The Irvine City Council has chosen John A. Russo as its finalist for City Manager, and will formally consider hiring him at its July 10 meeting.
Russo has 23 years of results-oriented public service gained through leadership positions in Oakland, Alameda, and Riverside. Having served as a City Councilmember, City Attorney, and City Manager, Russo’s combination of experience at three California cities gives him a unique perspective as he prepares to lead Irvine in implementing the vision at the direction of its City Council.
“It is an extraordinary honor to be selected to serve in this position in a city known across America for its foresight, commitment to public safety, and adherence to financial stability,” said Russo. “Consistent with Irvine’s values, I am committed to open and transparent decision-making – listening to all stakeholders (citizens, business, university, public sector, and faith communities) with an open mind, and equally committed to decisive action and a long-term approach to policy. Process matters. Results matter more.”
Russo most recently served as City Manager for the City of Riverside for nearly three years. His experience in municipal government fits well with Irvine’s priorities. Among the City Council goals in 2018:
- Traffic improvement initiatives that include 16 capital improvement program projects now underway. The City Council has approved more than $71 million for traffic management and congestion improvements, with construction scheduled over the next 12 months.
- City Council support of public safety. For a 12th consecutive year, Irvine is the safest city with a population of 250,000 or more for Part 1 violent crime, according to FBI data.
- The City Council’s ongoing support of its public schools. The City Council provides $10.2 million annually in direct and indirect support.
- The opening of large sections of the Orange County Great Park, including soccer fields, baseball and softball stadiums with multiple playing fields, basketball courts, and the $100 million public ice facility.
- Continued high service to the community.
Highlights from Russo’s background align with Irvine’s focus areas:
- Maintaining Irvine’s renowned employment base – one of the highest jobs-to-population ratios in the country – driven, in part, by major business headquarters such as Edwards Lifesciences and Blizzard Entertainment. Russo last year helped bring the California Air Resources Board’s headquarters and testing facilities to Riverside.

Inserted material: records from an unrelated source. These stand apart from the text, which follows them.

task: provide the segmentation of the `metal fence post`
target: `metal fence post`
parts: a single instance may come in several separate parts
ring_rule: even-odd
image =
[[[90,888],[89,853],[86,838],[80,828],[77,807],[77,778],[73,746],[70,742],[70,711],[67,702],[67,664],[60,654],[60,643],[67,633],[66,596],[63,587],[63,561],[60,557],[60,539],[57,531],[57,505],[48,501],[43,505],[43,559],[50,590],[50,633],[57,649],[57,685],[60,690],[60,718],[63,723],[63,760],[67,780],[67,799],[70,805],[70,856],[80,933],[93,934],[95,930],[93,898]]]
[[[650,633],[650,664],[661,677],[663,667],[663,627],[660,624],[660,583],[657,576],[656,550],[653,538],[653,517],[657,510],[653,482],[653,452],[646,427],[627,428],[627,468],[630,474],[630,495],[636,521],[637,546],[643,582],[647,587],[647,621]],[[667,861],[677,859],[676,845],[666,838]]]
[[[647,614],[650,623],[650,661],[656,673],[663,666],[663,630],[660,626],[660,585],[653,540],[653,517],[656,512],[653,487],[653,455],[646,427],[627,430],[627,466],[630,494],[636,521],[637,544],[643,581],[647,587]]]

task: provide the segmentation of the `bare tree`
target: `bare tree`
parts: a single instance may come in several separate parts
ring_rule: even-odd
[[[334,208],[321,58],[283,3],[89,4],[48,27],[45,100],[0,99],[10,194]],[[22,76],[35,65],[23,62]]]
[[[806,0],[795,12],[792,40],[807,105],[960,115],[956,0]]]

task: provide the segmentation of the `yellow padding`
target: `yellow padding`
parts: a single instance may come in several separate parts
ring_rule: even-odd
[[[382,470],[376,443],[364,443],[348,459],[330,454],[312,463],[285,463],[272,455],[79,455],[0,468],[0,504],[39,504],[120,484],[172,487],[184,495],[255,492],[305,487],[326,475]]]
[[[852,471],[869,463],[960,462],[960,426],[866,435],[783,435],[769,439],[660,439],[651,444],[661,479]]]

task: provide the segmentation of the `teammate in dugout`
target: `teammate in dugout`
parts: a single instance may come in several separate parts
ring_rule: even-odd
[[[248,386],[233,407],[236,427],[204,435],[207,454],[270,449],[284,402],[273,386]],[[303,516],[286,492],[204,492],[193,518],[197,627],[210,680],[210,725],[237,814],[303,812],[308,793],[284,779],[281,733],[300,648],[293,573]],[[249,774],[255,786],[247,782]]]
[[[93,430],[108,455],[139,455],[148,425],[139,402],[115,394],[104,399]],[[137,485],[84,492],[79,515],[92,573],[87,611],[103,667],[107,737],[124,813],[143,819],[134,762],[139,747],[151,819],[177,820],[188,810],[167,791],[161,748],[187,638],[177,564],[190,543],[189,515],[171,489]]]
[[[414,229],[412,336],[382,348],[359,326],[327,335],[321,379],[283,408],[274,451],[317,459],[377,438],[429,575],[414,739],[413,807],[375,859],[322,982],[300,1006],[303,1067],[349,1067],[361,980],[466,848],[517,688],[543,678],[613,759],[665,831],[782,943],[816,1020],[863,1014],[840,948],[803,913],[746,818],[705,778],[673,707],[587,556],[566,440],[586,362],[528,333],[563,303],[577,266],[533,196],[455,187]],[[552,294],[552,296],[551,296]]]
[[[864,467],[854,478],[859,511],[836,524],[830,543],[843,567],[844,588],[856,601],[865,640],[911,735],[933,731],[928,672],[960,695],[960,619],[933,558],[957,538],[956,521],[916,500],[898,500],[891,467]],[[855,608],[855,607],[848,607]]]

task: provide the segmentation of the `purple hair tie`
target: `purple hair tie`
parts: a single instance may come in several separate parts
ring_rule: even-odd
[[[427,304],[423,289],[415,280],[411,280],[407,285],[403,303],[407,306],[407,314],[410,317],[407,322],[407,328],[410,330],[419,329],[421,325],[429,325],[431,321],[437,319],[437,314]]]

- Developing of the 1,300-acre Orange County Great Park, a former Marine base. While in Alameda, Russo expeditiously implemented all land use entitlements for redevelopment of the closed Alameda Naval Air Station, a 1,000-acre waterfront property across the bay from San Francisco.
- Continuing Irvine’s fiscal health, including its recognition as the No. 1 fiscally responsible large city for two straight years. During Russo’s tenures in both Alameda and Riverside, he eliminated structural deficits, significantly increased financial reserves, and presided over improvements in those cities’ bond ratings.
Russo began his career in public service as an elected official with the City of Oakland, first as a Councilmember from 1994-2000, and then City Attorney from 2000-2011. While in Oakland, he authored the open government law and the “Sunshine Ordinance” to ensure public transparency and full residential access to public information. He then moved to the City of Alameda, where he served as City Manager from 2011-2015.
The Brooklyn native, 59, graduated with honors in economics and political science from Yale University, and earned his law degree from New York University School of Law. He was a Legal Aid attorney in St. Louis before moving to Oakland in 1987, where he was president of Friends of Oakland Parks and Recreation, treasurer of the East Bay League of Conservation Voters, and pro bono attorney for neighborhood associations and nonprofits. In 2002, Russo served as League of California Cities president; he also was a Board member for the National League of Cities.
Russo would become Irvine’s fifth City Manager. Sean Joyce retired in February 2018 after a nearly 13-year career in Irvine. The first City Manager, William Woollett Jr., served from 1972-1989, followed by Paul Brady (1990-1999) and Allison Hart (1999-2005).
Russo has agreed to a base salary in Irvine of $303,014.